I have a PPTP client configured with dial-on-demand and idle timeout (see below). Dial-on-demand works, but for some reason the pptp-client interface does not go down when there is no traffic to the hq. I expect it to go down after 10 minutes of inactivity. What am I missing?
I can bring the interface down manually (disable/enable), and it will stay down until there is some traffic destined to the hq. But i won’t go down by itself when there is no traffic.
Thanks for the very useful advice about the packet sniffer. I’ve directed a TZSP stream of traffic to Wireshark and found out that it’s OSPF hello packets from the remote side of the PPTP connection keeping the link up.
I wonder if I filter them out with the firewall, will they stop keeping the link up?
UPD. Hmm, this filter rule below should be already dropping them. correct?
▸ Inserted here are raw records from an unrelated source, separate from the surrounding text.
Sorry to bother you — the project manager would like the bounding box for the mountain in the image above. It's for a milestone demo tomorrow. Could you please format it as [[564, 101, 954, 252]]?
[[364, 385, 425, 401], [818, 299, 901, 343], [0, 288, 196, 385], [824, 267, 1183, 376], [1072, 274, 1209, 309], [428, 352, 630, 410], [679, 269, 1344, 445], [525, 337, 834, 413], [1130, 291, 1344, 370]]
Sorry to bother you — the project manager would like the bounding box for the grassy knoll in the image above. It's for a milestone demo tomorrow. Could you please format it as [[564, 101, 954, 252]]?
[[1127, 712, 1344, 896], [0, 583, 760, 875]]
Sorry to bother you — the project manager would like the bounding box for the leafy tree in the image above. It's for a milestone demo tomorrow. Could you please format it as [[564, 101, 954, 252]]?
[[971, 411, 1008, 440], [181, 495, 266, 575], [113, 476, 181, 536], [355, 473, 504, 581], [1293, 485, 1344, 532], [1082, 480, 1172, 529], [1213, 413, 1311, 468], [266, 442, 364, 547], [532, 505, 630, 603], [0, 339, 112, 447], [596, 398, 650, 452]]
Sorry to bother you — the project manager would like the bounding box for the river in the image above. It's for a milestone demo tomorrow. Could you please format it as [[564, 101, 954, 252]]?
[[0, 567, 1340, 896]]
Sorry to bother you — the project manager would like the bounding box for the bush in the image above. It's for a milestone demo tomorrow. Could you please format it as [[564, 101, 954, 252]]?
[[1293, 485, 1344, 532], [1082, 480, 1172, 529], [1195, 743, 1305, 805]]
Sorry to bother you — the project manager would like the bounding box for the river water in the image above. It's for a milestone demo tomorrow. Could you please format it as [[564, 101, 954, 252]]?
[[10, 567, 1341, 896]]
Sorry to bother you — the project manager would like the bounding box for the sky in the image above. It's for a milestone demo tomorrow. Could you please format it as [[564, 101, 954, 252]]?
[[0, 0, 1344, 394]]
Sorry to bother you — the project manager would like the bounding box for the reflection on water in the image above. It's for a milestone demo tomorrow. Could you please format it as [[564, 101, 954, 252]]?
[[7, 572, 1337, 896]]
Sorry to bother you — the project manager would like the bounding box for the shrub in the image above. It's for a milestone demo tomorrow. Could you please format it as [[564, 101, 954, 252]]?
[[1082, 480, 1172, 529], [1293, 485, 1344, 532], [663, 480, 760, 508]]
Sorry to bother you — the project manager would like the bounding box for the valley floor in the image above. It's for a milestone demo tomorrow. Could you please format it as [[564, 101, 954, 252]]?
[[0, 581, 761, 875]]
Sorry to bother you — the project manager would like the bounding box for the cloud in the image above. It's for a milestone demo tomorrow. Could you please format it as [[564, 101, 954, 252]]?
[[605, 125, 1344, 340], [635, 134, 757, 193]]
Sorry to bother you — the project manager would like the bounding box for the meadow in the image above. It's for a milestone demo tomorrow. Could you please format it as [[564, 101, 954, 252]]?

Is there anything else I can do (other than to persuade the hq admin to disable OSPF on the PPTP server interface)?
[admin@MikroTik] > /ip firewall filter print chain=input
Flags: X - disabled, I - invalid, D - dynamic
0 ;;; defconf: accept established,related,untracked
chain=input action=accept connection-state=established,related,untracked
1 ;;; defconf: drop invalid
chain=input action=drop connection-state=invalid
2 ;;; defconf: accept ICMP
chain=input action=accept protocol=icmp
3 ;;; defconf: accept to local loopback (for CAPsMAN)
chain=input action=accept dst-address=127.0.0.1
4 ;;; defconf: drop all not coming from LAN
chain=input action=drop in-interface-list=!LAN
[admin@MikroTik] >
I don’t think you can do much about what the other side sends. If you know the kind of legitimate traffic you are expecting, you could try a script that would run periodically and kills the connection if it can’t find “good” traffic… and expect that the other processes will start again as needed. But all a bit clumsy.